The worldwide credit crunch has tightened credit availability for even the largest companies, and that has also made it more difficult for smaller companies to obtain credit for expansion and working capital. Banks, the traditional sources of loans for smaller businesses, have been forced to raise credit standards and make more cautious loans to smaller businesses, which causes a significant reduction in credit availability, higher borrowing costs and more restrictive credit terms.
As a result, smaller companies, the mainstay of New Mexico’s economy, are seeking more innovative ways to finance their operations and growth. This is particularly true for the state’s early-stage businesses: Most have no history of generating positive cash flows, and most have few unencumbered assets and minimal or negative net worth — all of which make them seem too risky in the eyes of loan officers at traditional banks.
Many owners of early-stage businesses have tried to overcome this problem by offering their personal residences as collateral for business loans. But with the mortgage market meltdown and stagnancy in the residential real-estate market, banks are getting more cautious about hedging bets even on this traditionally most stable and secure form of collateral.
In such a risk-wary climate, it’s getting more and more attractive for entrepreneurs to finance business growth with infusions of equity. Doing so strengthens the balance sheet of a company and gives lenders more confidence about advancing credit on a lower loan-to-value ratio. Lowering the amount of debt and offsetting the need for debt with equity also lower the claim on cash flow for debt service.
Most portfolio companies we work with have ongoing needs to raise money to buy equipment and other working capital.

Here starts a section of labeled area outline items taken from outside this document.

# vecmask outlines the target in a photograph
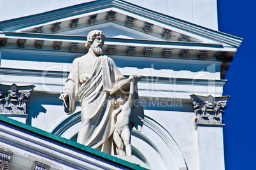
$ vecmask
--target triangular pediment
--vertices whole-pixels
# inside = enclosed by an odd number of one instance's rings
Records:
[[[0,45],[83,53],[94,29],[105,34],[109,55],[221,61],[223,78],[243,40],[124,1],[99,0],[1,22]]]
[[[96,1],[2,22],[0,31],[86,36],[100,29],[107,37],[224,43],[241,39],[123,1]]]

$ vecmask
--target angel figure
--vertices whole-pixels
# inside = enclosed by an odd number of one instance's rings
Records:
[[[129,97],[124,93],[118,92],[115,94],[115,98],[112,99],[112,104],[116,108],[112,115],[115,122],[113,139],[119,155],[125,155],[125,152],[127,156],[132,155],[131,131],[135,126],[140,132],[144,120],[143,107],[139,103],[136,104],[134,103],[136,101],[136,96],[138,96],[136,83],[139,79],[141,78],[138,76],[131,76],[129,78],[130,80],[128,82],[130,83]],[[136,90],[135,95],[134,90]],[[125,152],[124,150],[124,145],[125,146]]]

Over the past year, it has become increasingly difficult to arrange financing for these purchases.
Even when a business presents substantial collateral in the form of real estate, accounts receivable, inventory and has positive cash flows, it’s been far more difficult in 2008 to obtain credit for the company than it was in 2007 and more necessary for us to turn to alternative lenders.

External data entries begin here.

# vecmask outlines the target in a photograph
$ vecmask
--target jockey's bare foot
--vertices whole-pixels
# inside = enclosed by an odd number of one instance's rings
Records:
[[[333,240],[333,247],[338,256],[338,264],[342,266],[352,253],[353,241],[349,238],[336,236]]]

We have had success with debt financings from so called mezzanine lenders – lenders who extend credit on a subordinated basis. These lenders are more like private equity funds, tending to focus on a company’s historical cash flow and future prospects rather than on collateral. Because these lenders are subordinate to traditional senior debt, they require rates of return of around 20 percent. This can be achieved through a high coupon with deferred interest or by providing them with an equity position.
We’ve also had success with government-backed programs that guarantee loans to banks or alternative lenders that extend credit to entrepreneurs. As with mezzanine lenders, interest rates for government-backed loans are higher than they are for traditional bank loans because the bank and government program split the risk, but they’re nevertheless an option for those who don’t qualify for traditional loans. The federal Small Business Administration and U.S. Department of Agriculture and the state’s Smart Money program all offer backing for loans.

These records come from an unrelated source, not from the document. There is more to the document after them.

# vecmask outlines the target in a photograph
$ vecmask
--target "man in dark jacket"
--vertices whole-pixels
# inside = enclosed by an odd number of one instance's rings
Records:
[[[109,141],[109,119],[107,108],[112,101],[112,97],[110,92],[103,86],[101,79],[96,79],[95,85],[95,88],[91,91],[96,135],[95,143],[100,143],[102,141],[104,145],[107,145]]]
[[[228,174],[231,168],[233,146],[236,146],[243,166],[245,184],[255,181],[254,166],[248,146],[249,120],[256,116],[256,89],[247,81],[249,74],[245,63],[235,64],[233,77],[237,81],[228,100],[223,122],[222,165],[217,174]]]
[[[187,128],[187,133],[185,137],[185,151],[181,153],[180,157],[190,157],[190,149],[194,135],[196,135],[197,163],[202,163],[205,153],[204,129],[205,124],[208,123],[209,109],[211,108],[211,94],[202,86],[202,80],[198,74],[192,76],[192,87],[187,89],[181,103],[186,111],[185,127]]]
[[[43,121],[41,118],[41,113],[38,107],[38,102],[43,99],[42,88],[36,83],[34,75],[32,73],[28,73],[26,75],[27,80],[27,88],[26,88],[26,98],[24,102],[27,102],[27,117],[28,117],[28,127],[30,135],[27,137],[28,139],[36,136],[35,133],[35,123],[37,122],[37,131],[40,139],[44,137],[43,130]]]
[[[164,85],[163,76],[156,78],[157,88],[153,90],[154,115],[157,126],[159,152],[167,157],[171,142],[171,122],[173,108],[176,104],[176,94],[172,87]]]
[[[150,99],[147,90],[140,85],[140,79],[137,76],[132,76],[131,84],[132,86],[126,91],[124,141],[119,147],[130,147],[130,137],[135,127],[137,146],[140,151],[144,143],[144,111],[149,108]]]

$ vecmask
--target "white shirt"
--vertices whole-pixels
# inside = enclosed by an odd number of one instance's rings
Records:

When even these alternative approaches don’t succeed, we turn to a venture capital or private equity firm doing business in New Mexico for an infusion of equity, which usually makes a business more likely to appeal to alternative or traditional lenders.
With more equity providers and alternative lenders going into business in our state in the past few years, a strong sense of community has developed among these organizations. The result has been more options for companies seeking traditional or novel ways to underwrite their growth even in times of economic uncertainty.